We stored chat history in the same Cloudflare Worker that proxied the model. After three weeks the chat-history store had grown to about 90 MB across tenants and a junior consultant asked, reasonably, whether that counted as data leaving the tab. It did. We moved chat history into localStorage and only persisted the analyst's own explicit annotations server-side.

The closing thing to know

Pyodide is not magic and it is not free. The first-load wheel cost is real, the COOP/COEP headers will break embeds, and you need a worker, not a main-thread shim. But the architecture is now mature enough that a real analytics product can run inside the tab, and for a class of European customers (ports, healthcare, defence supplier networks, anyone with a DPA that pre-dates 2023) that is the architecture that wins the deal.

When we built the in-portal agent for the Rotterdam consultancy, the thing we kept running into was the gap between "Pyodide works in a demo" and "Pyodide survives an analyst's fortieth tab-open of the day." We closed it with the IndexedDB wheel cache, the worker isolation, and a hard memory guard inside the Python side. That same pattern is the bones of most of the in-browser AI agents we ship for European clients with strict data-residency clauses.

The smallest thing you can do today: open the Pyodide REPL in a new tab and run import pandas as pd; pd.DataFrame({"a":[1,2,3]}).describe(). If your portal's data could survive being processed there, the architecture above is on the table.

Key takeaway

Pyodide is now mature enough that a real analytics product runs inside the browser tab, and the only thing the LLM ever sees is the code it wrote.

FAQ

Does Pyodide really run pandas in a normal browser tab?

Yes. As of Pyodide 0.27 pandas, pyarrow and duckdb load directly from PyPI-published WebAssembly wheels and run inside a web worker.
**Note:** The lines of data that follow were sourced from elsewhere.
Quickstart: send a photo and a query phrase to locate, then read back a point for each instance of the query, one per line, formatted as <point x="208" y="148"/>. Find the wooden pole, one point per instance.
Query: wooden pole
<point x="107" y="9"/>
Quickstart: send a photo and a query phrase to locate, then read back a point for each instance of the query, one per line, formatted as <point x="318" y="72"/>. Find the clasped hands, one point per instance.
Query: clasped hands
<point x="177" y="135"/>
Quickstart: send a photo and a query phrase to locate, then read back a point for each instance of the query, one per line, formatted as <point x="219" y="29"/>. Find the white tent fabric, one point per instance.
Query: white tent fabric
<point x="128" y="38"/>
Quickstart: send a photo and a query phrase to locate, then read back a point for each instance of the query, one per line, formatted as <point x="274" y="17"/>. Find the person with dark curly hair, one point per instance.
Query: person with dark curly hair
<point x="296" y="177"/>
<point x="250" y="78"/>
Expect about 18 MB of compressed wheels on first load.

How private is keeping the data in the tab, really?

The model only sees the code it wrote and a small summary of the result. Raw rows never cross the network boundary. If the LLM provider logs prompts, there is nothing of substance in those logs.
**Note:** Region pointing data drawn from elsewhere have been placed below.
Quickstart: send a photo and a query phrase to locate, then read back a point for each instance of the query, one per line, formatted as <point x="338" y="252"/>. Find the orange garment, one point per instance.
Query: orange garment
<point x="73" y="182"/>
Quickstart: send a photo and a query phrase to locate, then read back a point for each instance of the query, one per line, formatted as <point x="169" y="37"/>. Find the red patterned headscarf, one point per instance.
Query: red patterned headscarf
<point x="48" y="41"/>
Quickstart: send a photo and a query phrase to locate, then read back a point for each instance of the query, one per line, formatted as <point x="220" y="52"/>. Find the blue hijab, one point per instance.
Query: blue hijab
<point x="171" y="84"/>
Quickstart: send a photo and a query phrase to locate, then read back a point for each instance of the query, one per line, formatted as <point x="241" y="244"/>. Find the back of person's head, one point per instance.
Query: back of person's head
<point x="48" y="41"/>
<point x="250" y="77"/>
What is the practical memory ceiling per tab?

A browser tab on a modest laptop has roughly 2 to 4 GB of usable heap. We hard-cap any DataFrame-to-JavaScript conversion at 50,000 rows to keep the UI responsive on lower-spec machines.

Do I need cross-origin isolation headers?

Only if you want NumPy threading via SharedArrayBuffer, which is roughly 2x faster on common workloads. Set Cross-Origin-Opener-Policy and Cross-Origin-Embedder-Policy on your portal responses.